When she married, my mom abandonned her career, dental technician, to become a wife and mother. My father had an itinerant job, in the early days, and they moved pulling a small trailer with their earthly posessions. Until I was in high school, we always rented apartments or houses, never very nice, never very big, but as a kid you don't really notice that stuff. At least I didn't.
My mother filled her hours with a number of passions: gardening, cooking, women's clubs, collecting, Eastern Star, friendships, bridge, fishing and trying to mold a stubborn daughter into a young woman, the most challenging and fraught with failure task.
She collected stamps, a lifelong hobby, and in later years she branched out into antiques (Depression glass, brass, bells, and salt cellars). She has a fantastic colleciton of memorabilia from the Space Program: all the stamps, first day covers, autographs, newspaper clippings, really cool stuff. She had prizes in flower arranging.
She had a photograph of the raising of the flag at Iwo Jima, and has a scrapbook with autographs from the survivors, the generals, all the history. This week, when the photographer, Joe Rosenthal died, I had to remember her collections and I printed out his obituary and discovered the other survivors of the flag raising had also died, and I printed theirs, too.

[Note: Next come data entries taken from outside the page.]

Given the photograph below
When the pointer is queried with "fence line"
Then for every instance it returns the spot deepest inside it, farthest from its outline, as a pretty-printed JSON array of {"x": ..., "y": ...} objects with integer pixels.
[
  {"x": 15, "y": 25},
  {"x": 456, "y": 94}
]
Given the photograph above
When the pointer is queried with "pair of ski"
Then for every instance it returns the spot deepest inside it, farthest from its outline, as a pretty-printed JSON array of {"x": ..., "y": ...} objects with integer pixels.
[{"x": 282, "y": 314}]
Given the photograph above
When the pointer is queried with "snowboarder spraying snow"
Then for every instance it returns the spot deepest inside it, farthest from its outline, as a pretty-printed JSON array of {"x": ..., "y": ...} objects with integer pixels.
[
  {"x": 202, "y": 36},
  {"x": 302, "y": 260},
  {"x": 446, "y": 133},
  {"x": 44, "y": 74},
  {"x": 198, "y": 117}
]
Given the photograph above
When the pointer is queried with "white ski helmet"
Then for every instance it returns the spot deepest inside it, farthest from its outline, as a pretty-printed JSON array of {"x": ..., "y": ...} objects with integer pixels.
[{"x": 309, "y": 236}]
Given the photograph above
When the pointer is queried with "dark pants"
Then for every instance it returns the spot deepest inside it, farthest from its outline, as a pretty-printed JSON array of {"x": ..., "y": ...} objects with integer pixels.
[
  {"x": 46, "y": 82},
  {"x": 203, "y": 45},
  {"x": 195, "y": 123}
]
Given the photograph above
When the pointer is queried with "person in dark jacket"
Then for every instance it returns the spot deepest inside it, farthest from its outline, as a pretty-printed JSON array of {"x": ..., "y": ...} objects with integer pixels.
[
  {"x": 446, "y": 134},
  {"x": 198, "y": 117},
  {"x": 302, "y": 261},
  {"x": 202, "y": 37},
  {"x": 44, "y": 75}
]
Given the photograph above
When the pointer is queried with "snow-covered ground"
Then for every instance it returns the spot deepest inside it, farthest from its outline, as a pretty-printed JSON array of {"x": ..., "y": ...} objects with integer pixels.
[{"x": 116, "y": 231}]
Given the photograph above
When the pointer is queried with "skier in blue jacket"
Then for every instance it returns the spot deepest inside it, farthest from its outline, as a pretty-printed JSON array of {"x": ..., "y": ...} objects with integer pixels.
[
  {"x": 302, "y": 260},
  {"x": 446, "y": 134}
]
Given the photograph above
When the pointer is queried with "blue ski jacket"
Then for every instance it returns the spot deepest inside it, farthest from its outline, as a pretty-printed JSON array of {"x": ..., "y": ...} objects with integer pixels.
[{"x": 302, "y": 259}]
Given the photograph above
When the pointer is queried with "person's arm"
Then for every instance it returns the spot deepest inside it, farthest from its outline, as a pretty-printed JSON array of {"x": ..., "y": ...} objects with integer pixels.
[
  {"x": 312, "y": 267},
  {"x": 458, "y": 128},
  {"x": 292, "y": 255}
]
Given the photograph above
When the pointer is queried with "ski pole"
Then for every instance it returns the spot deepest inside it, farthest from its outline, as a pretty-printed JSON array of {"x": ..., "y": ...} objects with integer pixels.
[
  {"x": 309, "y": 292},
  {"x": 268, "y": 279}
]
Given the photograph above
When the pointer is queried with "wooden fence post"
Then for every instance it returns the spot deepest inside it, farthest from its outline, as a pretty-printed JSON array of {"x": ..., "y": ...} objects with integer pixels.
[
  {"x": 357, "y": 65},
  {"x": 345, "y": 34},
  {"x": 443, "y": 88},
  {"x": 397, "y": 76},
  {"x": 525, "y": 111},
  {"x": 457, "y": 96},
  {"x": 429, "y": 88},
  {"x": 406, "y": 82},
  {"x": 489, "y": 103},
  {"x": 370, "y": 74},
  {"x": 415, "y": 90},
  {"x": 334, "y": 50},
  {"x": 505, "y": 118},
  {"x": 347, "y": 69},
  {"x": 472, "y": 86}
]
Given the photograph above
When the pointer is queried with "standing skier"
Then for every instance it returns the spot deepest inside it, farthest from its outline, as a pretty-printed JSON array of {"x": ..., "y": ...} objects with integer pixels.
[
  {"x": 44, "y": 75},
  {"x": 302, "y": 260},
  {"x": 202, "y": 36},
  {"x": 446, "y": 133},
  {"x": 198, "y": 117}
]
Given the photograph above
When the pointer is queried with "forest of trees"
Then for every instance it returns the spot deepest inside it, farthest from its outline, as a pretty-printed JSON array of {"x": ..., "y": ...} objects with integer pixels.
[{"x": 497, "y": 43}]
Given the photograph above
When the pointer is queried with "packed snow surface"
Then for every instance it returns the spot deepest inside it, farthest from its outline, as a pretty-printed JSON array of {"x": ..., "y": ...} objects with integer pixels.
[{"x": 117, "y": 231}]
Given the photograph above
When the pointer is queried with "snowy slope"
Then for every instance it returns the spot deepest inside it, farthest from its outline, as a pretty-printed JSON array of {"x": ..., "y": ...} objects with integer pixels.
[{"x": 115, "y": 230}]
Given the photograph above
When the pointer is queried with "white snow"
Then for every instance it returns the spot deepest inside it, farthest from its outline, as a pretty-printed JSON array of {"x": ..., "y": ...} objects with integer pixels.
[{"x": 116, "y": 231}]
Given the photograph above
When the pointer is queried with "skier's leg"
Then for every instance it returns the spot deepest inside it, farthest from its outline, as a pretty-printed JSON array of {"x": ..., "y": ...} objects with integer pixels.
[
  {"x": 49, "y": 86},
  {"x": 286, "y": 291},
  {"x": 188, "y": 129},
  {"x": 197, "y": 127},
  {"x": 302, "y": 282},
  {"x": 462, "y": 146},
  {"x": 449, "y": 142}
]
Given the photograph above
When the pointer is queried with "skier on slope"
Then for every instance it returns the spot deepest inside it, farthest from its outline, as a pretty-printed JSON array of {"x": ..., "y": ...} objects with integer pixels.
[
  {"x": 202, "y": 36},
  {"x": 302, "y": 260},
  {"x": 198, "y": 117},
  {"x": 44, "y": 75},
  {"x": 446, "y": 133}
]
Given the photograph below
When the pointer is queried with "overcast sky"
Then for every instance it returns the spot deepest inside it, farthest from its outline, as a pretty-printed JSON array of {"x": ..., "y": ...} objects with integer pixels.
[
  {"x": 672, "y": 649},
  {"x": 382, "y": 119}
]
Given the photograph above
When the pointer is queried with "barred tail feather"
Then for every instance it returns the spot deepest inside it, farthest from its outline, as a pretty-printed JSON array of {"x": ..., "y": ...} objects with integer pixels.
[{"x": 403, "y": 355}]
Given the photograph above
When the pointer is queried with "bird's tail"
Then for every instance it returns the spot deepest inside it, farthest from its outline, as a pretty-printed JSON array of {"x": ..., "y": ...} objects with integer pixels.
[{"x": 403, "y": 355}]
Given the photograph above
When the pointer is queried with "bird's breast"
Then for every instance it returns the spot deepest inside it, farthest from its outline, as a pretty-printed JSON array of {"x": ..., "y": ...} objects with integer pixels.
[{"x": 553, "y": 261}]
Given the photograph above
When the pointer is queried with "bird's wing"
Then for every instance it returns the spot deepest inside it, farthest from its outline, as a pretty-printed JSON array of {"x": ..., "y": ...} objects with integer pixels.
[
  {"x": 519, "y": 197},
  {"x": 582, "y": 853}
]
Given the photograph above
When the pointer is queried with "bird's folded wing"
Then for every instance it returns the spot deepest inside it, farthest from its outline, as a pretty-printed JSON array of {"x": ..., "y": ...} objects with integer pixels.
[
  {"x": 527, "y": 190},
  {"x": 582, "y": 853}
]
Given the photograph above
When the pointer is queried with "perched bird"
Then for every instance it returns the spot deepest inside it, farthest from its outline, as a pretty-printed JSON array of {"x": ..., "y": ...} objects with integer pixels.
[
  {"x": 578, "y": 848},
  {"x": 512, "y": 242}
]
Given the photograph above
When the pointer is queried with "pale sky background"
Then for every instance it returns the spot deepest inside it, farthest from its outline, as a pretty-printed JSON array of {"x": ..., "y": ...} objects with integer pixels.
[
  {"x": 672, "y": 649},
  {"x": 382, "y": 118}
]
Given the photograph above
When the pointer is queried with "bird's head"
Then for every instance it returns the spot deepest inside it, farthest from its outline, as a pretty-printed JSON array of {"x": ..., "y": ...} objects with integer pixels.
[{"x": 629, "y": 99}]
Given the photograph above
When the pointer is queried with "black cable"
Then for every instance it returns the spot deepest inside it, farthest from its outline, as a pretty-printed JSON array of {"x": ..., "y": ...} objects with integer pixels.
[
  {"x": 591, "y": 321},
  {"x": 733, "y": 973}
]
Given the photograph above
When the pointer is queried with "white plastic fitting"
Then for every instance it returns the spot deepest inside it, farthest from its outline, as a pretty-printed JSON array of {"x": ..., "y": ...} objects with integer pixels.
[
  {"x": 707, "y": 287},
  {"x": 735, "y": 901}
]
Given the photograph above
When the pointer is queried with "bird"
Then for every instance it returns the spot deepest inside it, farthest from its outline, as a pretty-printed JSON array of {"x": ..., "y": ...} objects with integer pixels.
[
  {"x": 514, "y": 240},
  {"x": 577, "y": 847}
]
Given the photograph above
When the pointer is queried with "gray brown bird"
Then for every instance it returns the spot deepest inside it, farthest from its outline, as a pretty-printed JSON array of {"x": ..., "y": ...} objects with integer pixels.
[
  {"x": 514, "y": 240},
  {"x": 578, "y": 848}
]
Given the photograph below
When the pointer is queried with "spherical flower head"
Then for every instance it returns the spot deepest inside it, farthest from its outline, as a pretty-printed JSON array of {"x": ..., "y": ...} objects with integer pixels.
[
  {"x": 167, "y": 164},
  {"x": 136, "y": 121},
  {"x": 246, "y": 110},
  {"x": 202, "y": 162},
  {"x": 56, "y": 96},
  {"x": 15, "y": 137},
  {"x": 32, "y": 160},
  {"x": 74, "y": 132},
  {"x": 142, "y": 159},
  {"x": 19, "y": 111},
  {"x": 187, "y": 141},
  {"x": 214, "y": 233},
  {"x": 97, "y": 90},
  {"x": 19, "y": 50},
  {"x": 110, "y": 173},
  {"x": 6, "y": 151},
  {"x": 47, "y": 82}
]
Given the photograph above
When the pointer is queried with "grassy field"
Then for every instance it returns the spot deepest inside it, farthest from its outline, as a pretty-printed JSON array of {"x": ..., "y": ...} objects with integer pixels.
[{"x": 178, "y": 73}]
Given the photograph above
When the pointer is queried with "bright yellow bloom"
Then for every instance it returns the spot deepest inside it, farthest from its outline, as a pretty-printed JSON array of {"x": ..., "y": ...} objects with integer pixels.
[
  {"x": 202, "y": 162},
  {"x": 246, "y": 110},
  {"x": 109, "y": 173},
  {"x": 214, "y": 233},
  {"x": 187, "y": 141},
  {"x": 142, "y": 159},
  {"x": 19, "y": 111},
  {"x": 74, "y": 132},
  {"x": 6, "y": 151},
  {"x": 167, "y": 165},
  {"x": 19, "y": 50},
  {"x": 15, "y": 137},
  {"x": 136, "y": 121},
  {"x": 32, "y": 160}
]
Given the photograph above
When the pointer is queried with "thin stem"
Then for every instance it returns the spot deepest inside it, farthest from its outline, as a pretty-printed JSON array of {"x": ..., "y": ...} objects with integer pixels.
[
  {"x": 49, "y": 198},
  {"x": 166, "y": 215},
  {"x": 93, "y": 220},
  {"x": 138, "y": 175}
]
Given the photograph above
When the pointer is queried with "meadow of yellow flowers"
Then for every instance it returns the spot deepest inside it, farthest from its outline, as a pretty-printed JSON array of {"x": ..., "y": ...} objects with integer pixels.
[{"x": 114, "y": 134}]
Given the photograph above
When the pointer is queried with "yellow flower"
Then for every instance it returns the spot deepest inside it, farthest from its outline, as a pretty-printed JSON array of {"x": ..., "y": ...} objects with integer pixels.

My mom was single-minded in her purusits, and thorough in her documentation and collecting. I never really appreciated her talents as I was growing up, but now I do. She also collected rocks and shells. Never liked to throw anything away. When she moved to senior housing and I cleaned out the house, I found perscriptions that went back to the 40's. Old cosmetics dating to the 50's. Spices at least 20 years old. My dad had meticulously filed his junk mail. Parents, being people, are strange.
Love them for what they are. I wish I had asked her more about her youth, her hopes and dreams. As a kid when I asked questions, she was evasive, but I don't think she would have been to me as an adult. It hurt to toss all her garden club medals and so much memorabilia, but after all, what is one to do with it? I hope I kept the important stuff.
In this day and age she would have had a career, and with her organizational skills and peristence, it would have been a pretty good career. No more housewifery. Let's raise a glass to women of the old school who kept the house clean and then did so much more.